Colorado lawmaker wants oil, gas companies to pay for quake damage caused by drilling

Rep. Joseph Salazar says he is being proactive

THORNTON, Colo. - A Colorado lawmaker wants oil and gas companies to pay for any property loss or damage caused by drilling activities – including earthquakes.

"What we're seeing is that fracking activities have been definitively linked to earthquakes," said Rep. Joseph Salazar, D-Thornton. “This bill proposes exactly what is proposed with every other industry — that they are held liable and responsible for their activities if it results in personal injury or property damage as a result of their activities.”

Salazar is taking a stand after people in his district found out about a plan for a 15- to 20-well drilling operation in their neighborhood.

But the bill is unlikely to pass the Republican-controlled Senate, where opponents say there are already protections in place.

RELATED: Earthquakes linked to fracking; new guidelines set up for drilling states

"I just don’t see the need of this,” said Sen.

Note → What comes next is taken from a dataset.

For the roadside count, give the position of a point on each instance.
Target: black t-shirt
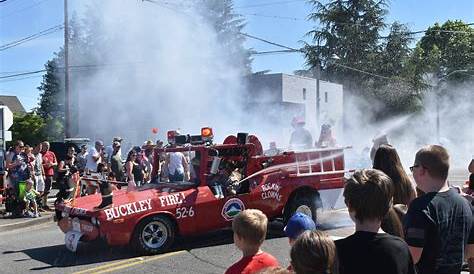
(369, 252)
(440, 223)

John Cooke. “It’s not good for rural Colorado, and it’s not good for Colorado’s economy.”

Cooke also questioned whether the science definitively shows a link between drilling operations and earthquakes.

“Until I can see absolutely scientific proof, I don’t think it’s responsible to hold private business responsible for Mother Nature,” said Cooke.

Seismologists at the USGS National Earthquake Information Center said there have been a few cases where fracking is linked to earthquakes, but there is a stronger connection between wastewater injection sites, often used in drilling operations.

“It is possible to have a link between an earthquake and pumping of deep water fluid, but it’s very hard to link a specific earthquake to a specific well,” said Paul Earle, a seismologist with the USGS. “But it can be done if you have good monitoring of both the injection and the earthquakes in the region.”

Salazar said the bottom line is that the oil industry needs to be held accountable.

"I guess the message to the industry is do it safer, do it smarter,” said Salazar. ” And I will keep proposing this until it passes."